Well my vision for the future is that ... that Aboriginal people will come to terms with the fact that they need, in fact, to work very hard at strengthening the traditional ways of life. And so we really have to work at that. That's very important for us. So we must maintain our Dreaming, we must maintain our traditional ways in every way, and to enable us to do that, of course, we need to become less dependent upon the government. And so I think that we ought to be working towards economic enterprise so that we can take control of our lives and work to a greater degree of self-determination.

What makes you angry?

Well I guess it's attitudes ... would be the thing that would cause me to be angry and I can't understand often why non-Aboriginal people get ... always feel, in fact, that they are superior to Aboriginal people and so I guess really, while I say I'm not a ... not an angry person, that would bring out anger in me and there have been many times, of course, when I've felt angry just standing in a ... in a line waiting, when in fact non-Aboriginal people feel that they ... they ought to be served ahead of you, and there've been many of those experiences over the years.

Does that still happen?

Well it certainly doesn't happen here in Canberra, and I'm not sure that it would happen in many places now, but it certainly happened before I came here and took up this job.
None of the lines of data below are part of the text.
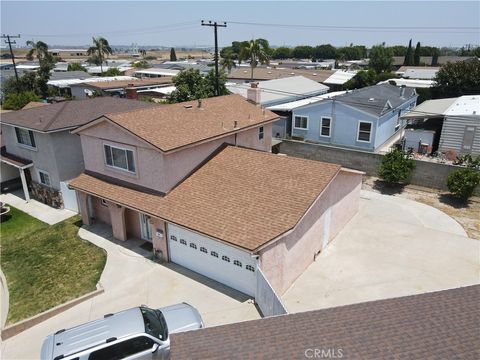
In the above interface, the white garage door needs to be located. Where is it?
[168,224,256,296]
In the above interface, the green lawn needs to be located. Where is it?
[0,206,107,324]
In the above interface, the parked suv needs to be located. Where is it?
[40,303,203,360]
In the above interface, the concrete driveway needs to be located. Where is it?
[282,191,480,312]
[1,225,260,360]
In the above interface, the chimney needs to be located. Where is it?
[247,82,260,104]
[125,86,138,100]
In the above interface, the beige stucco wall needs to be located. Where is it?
[125,209,142,239]
[260,171,362,294]
[80,122,272,193]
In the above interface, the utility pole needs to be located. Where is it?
[2,34,20,85]
[202,20,227,96]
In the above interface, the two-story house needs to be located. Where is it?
[291,84,418,151]
[70,95,362,295]
[1,97,155,211]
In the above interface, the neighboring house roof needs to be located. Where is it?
[378,79,435,89]
[335,84,416,116]
[267,90,347,111]
[402,95,480,119]
[49,71,92,82]
[83,77,173,90]
[227,76,329,105]
[135,68,180,76]
[170,285,480,360]
[323,70,357,85]
[402,98,457,119]
[74,95,278,151]
[22,101,49,110]
[2,97,157,132]
[70,146,340,251]
[444,95,480,117]
[227,67,336,82]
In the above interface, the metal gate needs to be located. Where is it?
[255,266,288,317]
[60,181,78,212]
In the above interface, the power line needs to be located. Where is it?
[202,20,227,96]
[2,34,20,86]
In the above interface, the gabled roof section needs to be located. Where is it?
[335,84,416,116]
[76,95,278,152]
[2,97,158,132]
[70,146,341,252]
[170,285,480,360]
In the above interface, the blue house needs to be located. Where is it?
[291,84,418,151]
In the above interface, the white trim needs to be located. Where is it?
[102,141,138,175]
[355,120,373,144]
[292,114,310,130]
[319,116,333,138]
[37,169,52,187]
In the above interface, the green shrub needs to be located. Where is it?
[447,168,480,201]
[378,149,415,184]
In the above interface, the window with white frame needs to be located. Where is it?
[103,144,135,173]
[357,121,372,142]
[15,128,37,148]
[38,170,50,186]
[258,126,264,140]
[293,116,308,130]
[320,118,332,137]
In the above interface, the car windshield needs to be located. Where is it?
[140,307,168,340]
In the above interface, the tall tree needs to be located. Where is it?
[403,39,414,66]
[413,41,420,66]
[87,37,113,74]
[26,40,53,65]
[368,43,393,73]
[239,39,270,80]
[170,48,177,61]
[220,50,237,72]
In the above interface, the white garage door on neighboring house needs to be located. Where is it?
[168,224,256,296]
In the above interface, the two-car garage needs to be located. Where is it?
[168,224,257,296]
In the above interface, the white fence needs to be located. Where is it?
[60,181,78,212]
[255,267,288,317]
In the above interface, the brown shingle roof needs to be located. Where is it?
[2,97,158,132]
[228,67,336,82]
[170,285,480,360]
[79,77,173,90]
[70,146,340,251]
[92,95,278,151]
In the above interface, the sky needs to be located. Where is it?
[0,0,480,47]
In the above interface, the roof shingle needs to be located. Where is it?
[171,285,480,360]
[70,146,340,251]
[2,97,158,132]
[96,95,278,151]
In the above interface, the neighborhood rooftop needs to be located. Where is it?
[171,285,480,360]
[70,146,340,251]
[2,97,158,132]
[335,84,416,116]
[77,95,278,151]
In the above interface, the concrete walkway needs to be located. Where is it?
[1,225,260,360]
[0,190,76,225]
[282,191,480,312]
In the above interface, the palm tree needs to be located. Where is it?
[87,37,113,74]
[238,39,270,80]
[220,51,237,72]
[27,40,52,65]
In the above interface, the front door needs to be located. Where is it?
[140,214,152,242]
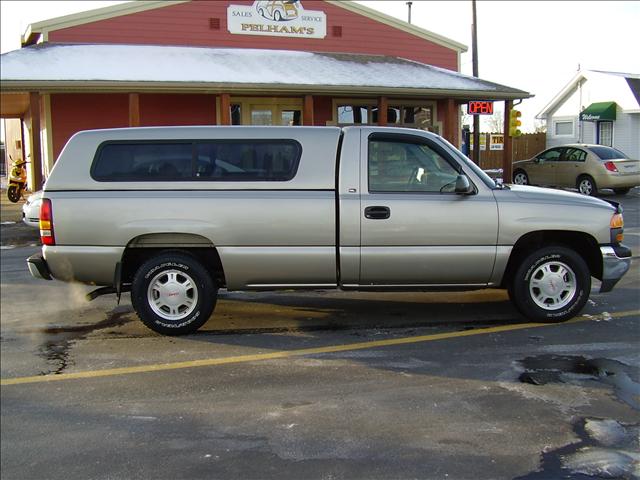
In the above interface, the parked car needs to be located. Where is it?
[22,190,43,228]
[513,144,640,195]
[28,126,632,335]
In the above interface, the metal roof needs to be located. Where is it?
[0,43,532,100]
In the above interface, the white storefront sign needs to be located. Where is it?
[227,0,327,38]
[489,134,504,150]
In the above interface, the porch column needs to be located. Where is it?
[502,100,513,183]
[29,92,43,192]
[378,97,389,127]
[129,93,140,127]
[302,95,315,126]
[220,93,231,125]
[444,98,459,148]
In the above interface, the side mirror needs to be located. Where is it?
[455,175,475,195]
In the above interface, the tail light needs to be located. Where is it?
[604,162,618,173]
[609,213,624,243]
[39,198,56,245]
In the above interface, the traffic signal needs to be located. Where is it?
[509,110,522,137]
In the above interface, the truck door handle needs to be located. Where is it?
[364,206,391,220]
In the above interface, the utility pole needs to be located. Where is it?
[471,0,480,165]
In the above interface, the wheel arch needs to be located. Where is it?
[501,230,602,288]
[121,232,226,287]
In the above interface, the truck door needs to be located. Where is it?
[360,129,498,286]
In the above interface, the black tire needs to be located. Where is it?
[7,185,22,203]
[509,246,591,323]
[131,251,218,335]
[576,175,598,197]
[513,170,529,185]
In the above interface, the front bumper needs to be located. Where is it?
[27,252,52,280]
[600,245,631,293]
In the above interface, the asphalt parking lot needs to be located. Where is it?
[0,188,640,479]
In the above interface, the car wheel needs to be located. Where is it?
[576,175,598,196]
[131,251,218,335]
[513,170,529,185]
[509,246,591,322]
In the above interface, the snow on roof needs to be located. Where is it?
[0,44,530,98]
[536,70,640,119]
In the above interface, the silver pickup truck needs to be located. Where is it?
[28,127,631,335]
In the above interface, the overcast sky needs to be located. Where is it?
[0,0,640,130]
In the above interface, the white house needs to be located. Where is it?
[536,70,640,159]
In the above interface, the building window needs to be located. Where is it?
[553,120,573,137]
[597,122,613,147]
[334,100,441,134]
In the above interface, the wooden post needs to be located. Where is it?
[220,93,231,125]
[444,98,458,148]
[302,95,315,126]
[378,97,389,127]
[29,92,43,192]
[129,93,140,127]
[502,100,513,183]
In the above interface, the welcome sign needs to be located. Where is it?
[227,0,327,38]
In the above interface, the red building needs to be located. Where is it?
[0,0,530,189]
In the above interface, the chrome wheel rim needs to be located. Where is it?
[147,269,198,320]
[513,173,528,185]
[529,262,578,310]
[578,178,593,195]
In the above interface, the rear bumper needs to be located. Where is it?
[27,252,52,280]
[600,245,631,293]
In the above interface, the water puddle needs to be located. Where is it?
[519,355,640,410]
[515,418,640,480]
[38,307,132,375]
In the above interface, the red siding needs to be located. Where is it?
[51,93,129,158]
[313,96,333,127]
[49,0,458,71]
[140,94,216,126]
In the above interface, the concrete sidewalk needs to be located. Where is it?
[0,185,40,247]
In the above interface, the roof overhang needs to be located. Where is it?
[0,92,29,118]
[580,102,617,122]
[0,44,532,100]
[1,81,533,100]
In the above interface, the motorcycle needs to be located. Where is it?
[7,155,27,203]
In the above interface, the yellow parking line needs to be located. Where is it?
[0,310,640,386]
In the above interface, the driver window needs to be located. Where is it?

But because I now have a much higher profile there's not many places that I go to now when I'm not recognised.

Have you ever been discriminated against because you're a woman?

No I can't remember that I have actually. From a very young woman, of course, I've been involved on boards of ... of committees and I've been at the national level for a long time now and I seriously can't remember having ever been discriminated against as a woman.

What's the most unpleasant thing you've ever had to deal with as an Aborigine being treated badly?

Well I think it was in my early nursing days when there were a number of patients who refused my presence and I had to indicate that to the ... to the sister and encourage the sister, of course, to find someone else to take over that particular duty. But, of course, I was young and starting out in those days and that ... that hurt me but, I guess, I got over that fairly quickly.

What was the most recent time that anybody did anything to you that made you feel that you were being treated differently because you were Aboriginal? [Pause] You can't think of an incident? There hasn't been one for a long time?

No there hasn't been, no.

Can you remember ... do you feel ... Sorry. If you are feeling angry about attitudes that you feel are foolish or annoy you, do you feel able to show that anger? For example, in discussions or negotiations, when people are not treating the Aboriginal position with the respect you feel it deserves, do you feel that it will hurt your cause if you show that you're annoyed?

No, I don't do that. I think I can show annoyance when I'm ... when I'm dealing with heads of government and in negotiating situations and I've done that, and people know by the tone of my voice.